A survivor of child sexual abuse felt that doctors missed opportunities to notice her distress when, at fourteen, she had an unexplained illness that lasted for a year. The cause, she wrote, was "explained by Doctors as psychological, but nobody questioned further. WHY??? … If adults don't listen[,] then we have no one to turn to." For decades, community health practitioners have been identified as an important group in protecting children from maltreatment, but survivor testimony and agency statistics demonstrate that they rarely receive verbal disclosures or recognize the physical or behavioural warning signs of sexual abuse.
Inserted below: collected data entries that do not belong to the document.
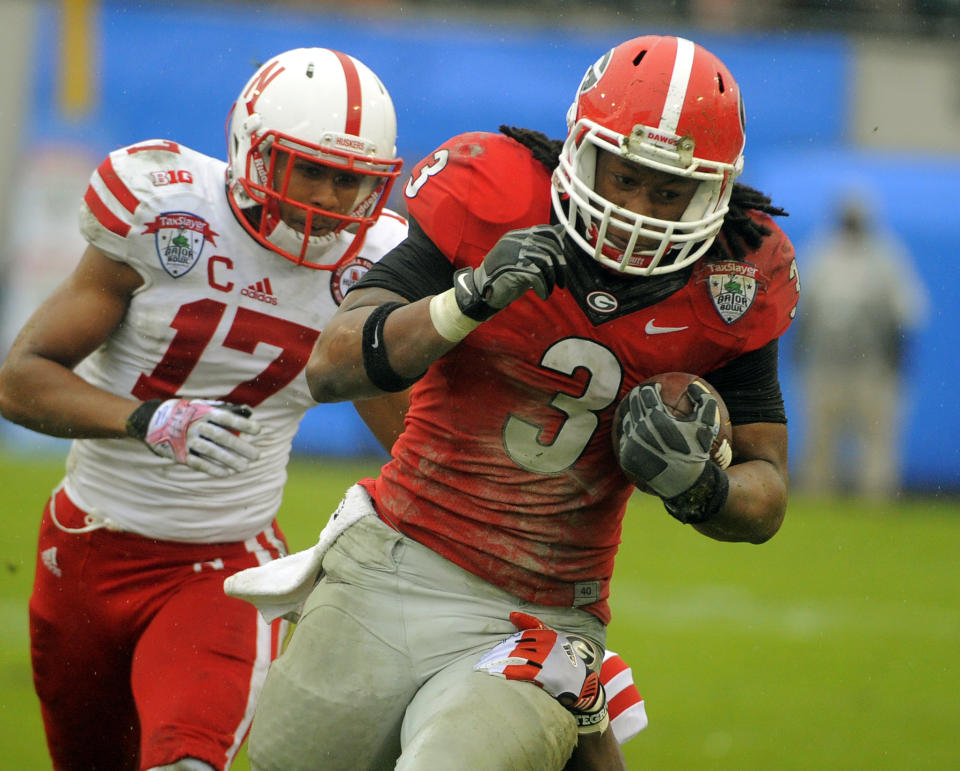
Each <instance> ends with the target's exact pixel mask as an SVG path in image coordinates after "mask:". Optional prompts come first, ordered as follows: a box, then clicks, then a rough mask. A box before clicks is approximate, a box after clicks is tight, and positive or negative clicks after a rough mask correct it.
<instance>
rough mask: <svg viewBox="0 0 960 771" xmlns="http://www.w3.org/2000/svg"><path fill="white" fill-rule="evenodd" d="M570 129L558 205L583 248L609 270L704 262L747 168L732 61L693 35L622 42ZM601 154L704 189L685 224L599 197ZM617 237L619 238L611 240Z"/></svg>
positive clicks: (607, 65) (565, 147) (557, 204)
mask: <svg viewBox="0 0 960 771" xmlns="http://www.w3.org/2000/svg"><path fill="white" fill-rule="evenodd" d="M567 129H568V134H567V139H566V142H565V143H564V145H563V150H562V152H561V154H560V165H559V166H558V167H557V169H556V170H555V172H554V175H553V185H554V186H553V191H552V193H553V208H554V211H555V212H556V214H557V217H558V218H559V220H560V222H561V223H563V225H564V226H565V228H566V231H567V233H569V235H570V237H571V238H572V239H573V240H574V241H575V242H576V243H577V244H578V245H579V246H580V247H581V248H582V249H584V250H585V251H586V252H587V253H588V254H590V255H591V256H592V257H593V258H594V259H596V260H597V261H599V262H600V263H601V264H603V265H605V266H607V267H609V268H613V269H614V270H617V271H620V272H622V273H629V274H634V275H640V276H649V275H658V274H663V273H670V272H673V271H676V270H680V269H681V268H684V267H686V266H688V265H690V264H692V263H693V262H695V261H696V260H698V259H699V258H700V257H702V256H703V254H704V253H705V252H706V251H707V249H709V248H710V245H711V244H712V243H713V240H714V238H715V237H716V235H717V233H718V232H719V231H720V227H721V226H722V225H723V218H724V216H725V215H726V213H727V210H728V208H729V202H730V194H731V193H732V192H733V183H734V180H735V179H736V178H737V177H738V176H739V174H740V172H741V170H742V169H743V146H744V140H745V134H744V115H743V103H742V100H741V98H740V89H739V87H738V86H737V83H736V81H735V80H734V79H733V76H732V75H731V74H730V72H729V71H728V70H727V68H726V67H725V66H724V65H723V62H721V61H720V60H719V59H718V58H717V57H716V56H714V55H713V54H711V53H710V52H709V51H707V50H706V49H704V48H702V47H701V46H699V45H697V44H695V43H693V42H691V41H689V40H685V39H684V38H678V37H661V36H657V35H649V36H646V37H639V38H634V39H633V40H628V41H626V42H625V43H621V44H620V45H618V46H617V47H616V48H613V49H611V50H610V51H608V52H607V53H606V54H604V56H603V57H601V58H600V59H599V60H598V61H597V62H596V63H594V64H593V65H592V66H591V67H590V68H589V69H588V70H587V73H586V75H584V77H583V80H582V81H581V83H580V88H579V90H578V93H577V96H576V99H575V100H574V102H573V104H572V105H571V106H570V109H569V111H568V112H567ZM598 150H606V151H607V152H611V153H614V154H615V155H618V156H619V157H621V158H624V159H626V160H628V161H631V162H633V163H636V164H640V165H642V166H646V167H648V168H651V169H655V170H657V171H661V172H668V173H671V174H677V175H679V176H681V177H685V178H689V179H695V180H700V185H699V186H698V188H697V190H696V192H695V194H694V196H693V199H692V200H691V201H690V204H689V205H688V206H687V209H686V211H685V212H684V213H683V215H682V216H681V217H680V219H679V220H677V221H672V220H661V219H657V218H654V217H649V216H644V215H643V214H637V213H636V212H632V211H630V210H628V209H625V208H623V207H620V206H617V205H616V204H614V203H612V202H610V201H608V200H607V199H606V198H603V197H602V196H600V195H598V194H597V193H596V192H595V191H594V182H595V171H596V162H597V151H598ZM611 233H615V234H616V235H617V236H618V238H616V239H615V240H611V239H610V238H609V235H610V234H611ZM638 239H648V240H656V241H657V243H658V247H657V248H655V249H647V250H642V249H636V248H635V246H636V244H637V241H638ZM617 243H619V244H620V246H617ZM624 243H626V246H624V245H623V244H624Z"/></svg>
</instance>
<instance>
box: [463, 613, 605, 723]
mask: <svg viewBox="0 0 960 771" xmlns="http://www.w3.org/2000/svg"><path fill="white" fill-rule="evenodd" d="M510 621H511V622H513V625H514V626H515V627H517V629H519V630H521V631H519V632H517V633H516V634H514V635H511V636H510V637H508V638H507V639H506V640H504V641H503V642H501V643H499V644H497V645H496V646H494V648H493V649H492V650H490V651H489V652H488V653H486V654H485V655H484V656H483V657H482V658H481V659H480V661H478V662H477V663H476V664H474V665H473V668H474V669H475V670H476V671H478V672H486V673H487V674H488V675H495V676H497V677H503V678H506V679H507V680H525V681H527V682H530V683H534V684H535V685H538V686H540V687H541V688H543V690H545V691H546V692H547V693H549V694H550V695H551V696H553V697H554V698H555V699H556V700H557V701H559V702H560V703H561V704H562V705H563V706H564V707H566V708H567V709H568V710H570V712H572V713H573V716H574V717H575V718H576V720H577V731H578V732H579V733H582V734H587V733H597V732H600V731H604V730H606V728H607V726H608V725H609V722H610V721H609V718H608V715H607V700H606V697H605V695H604V691H603V685H601V683H600V674H599V666H600V661H601V660H602V652H600V654H599V656H598V655H597V651H596V650H595V647H596V646H594V645H593V644H592V643H590V642H589V641H588V640H586V639H584V638H575V639H571V638H570V637H568V636H567V635H563V634H560V633H559V632H557V631H556V630H555V629H550V628H549V627H548V626H545V625H544V623H543V622H542V621H540V619H538V618H537V617H536V616H531V615H529V614H528V613H517V612H514V613H511V614H510ZM589 659H593V660H594V661H595V663H596V665H597V669H596V670H591V668H590V667H589V666H588V660H589Z"/></svg>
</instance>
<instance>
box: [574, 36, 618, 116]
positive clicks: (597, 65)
mask: <svg viewBox="0 0 960 771" xmlns="http://www.w3.org/2000/svg"><path fill="white" fill-rule="evenodd" d="M613 51H614V49H612V48H611V49H610V50H609V51H607V52H606V53H605V54H604V55H603V56H601V57H600V58H599V59H597V60H596V61H595V62H594V63H593V64H591V65H590V66H589V67H588V68H587V71H586V72H585V73H584V75H583V79H582V80H581V81H580V87H579V88H578V89H577V96H576V98H575V99H574V100H573V104H571V105H570V109H569V110H567V129H568V130H569V129H570V128H572V127H573V124H574V123H576V122H577V105H578V104H579V103H580V97H581V96H583V95H584V94H585V93H587V91H589V90H590V89H591V88H593V87H594V86H595V85H597V83H599V82H600V78H602V77H603V73H604V72H606V70H607V66H608V65H609V64H610V59H611V58H613Z"/></svg>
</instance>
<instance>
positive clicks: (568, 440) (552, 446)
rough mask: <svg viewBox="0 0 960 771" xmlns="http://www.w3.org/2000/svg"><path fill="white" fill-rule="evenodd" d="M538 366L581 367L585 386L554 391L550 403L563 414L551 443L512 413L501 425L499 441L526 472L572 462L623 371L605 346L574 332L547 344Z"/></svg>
mask: <svg viewBox="0 0 960 771" xmlns="http://www.w3.org/2000/svg"><path fill="white" fill-rule="evenodd" d="M540 365H541V366H542V367H545V368H547V369H550V370H553V371H554V372H560V373H562V374H564V375H573V373H574V372H576V370H578V369H586V370H587V372H589V373H590V378H589V380H588V381H587V387H586V389H585V390H584V392H583V393H582V394H581V395H580V396H572V395H570V394H567V393H563V392H562V391H561V392H558V393H556V394H554V397H553V399H551V401H550V406H551V407H553V408H554V409H558V410H560V411H561V412H562V413H564V415H566V418H565V420H564V421H563V424H562V425H561V426H560V429H559V430H558V431H557V434H556V436H555V437H554V439H553V441H552V442H551V443H550V444H542V443H541V442H540V435H541V434H542V433H543V426H538V425H536V424H535V423H531V422H529V421H527V420H524V419H523V418H520V417H518V416H516V415H511V416H510V417H509V418H507V422H506V423H505V424H504V427H503V446H504V449H505V450H506V451H507V455H509V456H510V458H511V459H512V460H513V462H514V463H516V464H517V465H518V466H521V467H522V468H525V469H527V471H533V472H535V473H538V474H558V473H560V472H561V471H564V470H566V469H568V468H570V467H571V466H572V465H573V464H574V463H576V462H577V459H578V458H579V457H580V456H581V455H582V454H583V451H584V450H585V449H586V448H587V445H588V444H589V443H590V439H591V438H592V437H593V434H594V432H595V431H596V430H597V425H598V424H599V422H600V419H599V418H598V417H597V412H599V411H600V410H603V409H605V408H606V407H609V406H610V405H611V404H613V401H614V399H616V398H617V394H618V393H619V392H620V383H621V382H622V380H623V370H622V368H621V367H620V362H619V361H617V357H616V356H614V355H613V352H612V351H610V350H609V349H608V348H605V347H604V346H602V345H600V344H599V343H595V342H594V341H592V340H584V339H583V338H576V337H570V338H566V339H565V340H559V341H557V342H556V343H554V344H553V345H551V346H550V347H549V348H548V349H547V350H546V352H545V353H544V354H543V358H542V359H541V360H540Z"/></svg>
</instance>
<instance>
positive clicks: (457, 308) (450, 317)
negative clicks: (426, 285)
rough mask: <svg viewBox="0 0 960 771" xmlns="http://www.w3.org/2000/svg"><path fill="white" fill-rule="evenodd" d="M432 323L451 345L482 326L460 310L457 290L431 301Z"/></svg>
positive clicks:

The accounts we have of the 1980s tell of swiftly heightening professional awareness, followed by a visceral backlash in the latter part of the decade that discouraged practitioners from acting on their concerns. This article uses trade and professional journals, training materials, textbooks, and new oral histories to consider why community-based doctors and nurses have struggled to notice and respond to the sexually abused child. It will argue that the conceptual model of child sexual abuse that community health practitioners encountered in the workplace encouraged a mechanical and procedural response to suspicions of abuse. In a highly gendered and contested workplace, practitioners' feelings about how survivors, non-abusing family members, and perpetrators should be understood were rarely debated in training or in practice. The emotional cost to the practitioners of engagement with sexual abuse, and their need for spaces of reflexivity and structures of support, were ignored.